Today’s second reading debate of the Higher Education (Freedom of Speech) Bill was a depressing example of the Conservatives’ “look over there!” tactics, stoking up culture wars to distract from their failures in other areas. 

Labour has a long record of protecting free speech, but I told MPs in tonight’s debate that it has too often been used by the Conservative Party as a political football. In my speech, I outlined the existing and sufficient legislation in this area – the 1986 Education Act which required universities to uphold freedom of speech, and the 1994 Education Act, which emphasised that free speech “within the law” which would not cause “fear or provocation” or “alarm or distress” must be upheld.  

I also explained to the House that over the last year, I have received hundreds of emails from students, from parents with children at university, from staff working hard to provide the best possible learning during the pandemic against a backdrop of confusion and late decisions from the Government; but none on free speech. 

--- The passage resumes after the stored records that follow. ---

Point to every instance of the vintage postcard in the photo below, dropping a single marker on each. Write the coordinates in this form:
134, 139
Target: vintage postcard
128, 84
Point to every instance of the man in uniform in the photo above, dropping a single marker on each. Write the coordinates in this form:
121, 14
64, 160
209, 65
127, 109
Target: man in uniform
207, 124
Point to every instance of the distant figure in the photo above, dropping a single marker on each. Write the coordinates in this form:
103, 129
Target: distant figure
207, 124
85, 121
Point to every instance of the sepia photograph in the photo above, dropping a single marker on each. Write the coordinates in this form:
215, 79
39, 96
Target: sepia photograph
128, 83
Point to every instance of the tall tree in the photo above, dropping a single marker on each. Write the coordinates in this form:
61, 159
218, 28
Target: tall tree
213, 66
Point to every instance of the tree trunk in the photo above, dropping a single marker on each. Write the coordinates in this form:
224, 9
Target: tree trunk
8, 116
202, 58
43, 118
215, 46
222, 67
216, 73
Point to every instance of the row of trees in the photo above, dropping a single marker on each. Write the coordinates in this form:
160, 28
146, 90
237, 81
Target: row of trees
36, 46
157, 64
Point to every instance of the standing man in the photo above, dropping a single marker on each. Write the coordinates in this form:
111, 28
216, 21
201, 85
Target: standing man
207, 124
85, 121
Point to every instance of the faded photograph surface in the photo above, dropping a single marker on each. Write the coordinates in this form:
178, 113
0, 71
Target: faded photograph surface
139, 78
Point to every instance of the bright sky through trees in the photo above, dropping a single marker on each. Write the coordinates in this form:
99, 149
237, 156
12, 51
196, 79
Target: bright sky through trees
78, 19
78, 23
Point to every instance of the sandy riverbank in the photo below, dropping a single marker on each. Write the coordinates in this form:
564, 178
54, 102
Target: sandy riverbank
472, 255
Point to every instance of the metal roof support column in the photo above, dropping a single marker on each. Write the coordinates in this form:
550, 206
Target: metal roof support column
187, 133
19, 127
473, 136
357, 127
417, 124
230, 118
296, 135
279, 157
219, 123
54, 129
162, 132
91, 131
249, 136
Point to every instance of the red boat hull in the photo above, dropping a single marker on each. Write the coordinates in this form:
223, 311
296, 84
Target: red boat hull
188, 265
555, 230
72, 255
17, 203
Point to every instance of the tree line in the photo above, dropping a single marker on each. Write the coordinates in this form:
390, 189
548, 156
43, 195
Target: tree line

The Government would do better to spend its time addressing the real issues that matter to students and universities, not trying to create new ones. Throughout the pandemic, students in England have been treated far worse than those in Northern Ireland, Wales and Scotland, with an average of only £43.70 allocated per student in England for hardship support, while those in our other nations received many times that.  

I told the Minister of the importance of addressing lost learning experiences through the pandemic, and called for the instatement of a learning remediation fund as called for by the APPG Students’ report, to assist universities to provide access to experiences, specialist facilities and equipment for skills development and more—those things that students have missed during the pandemic.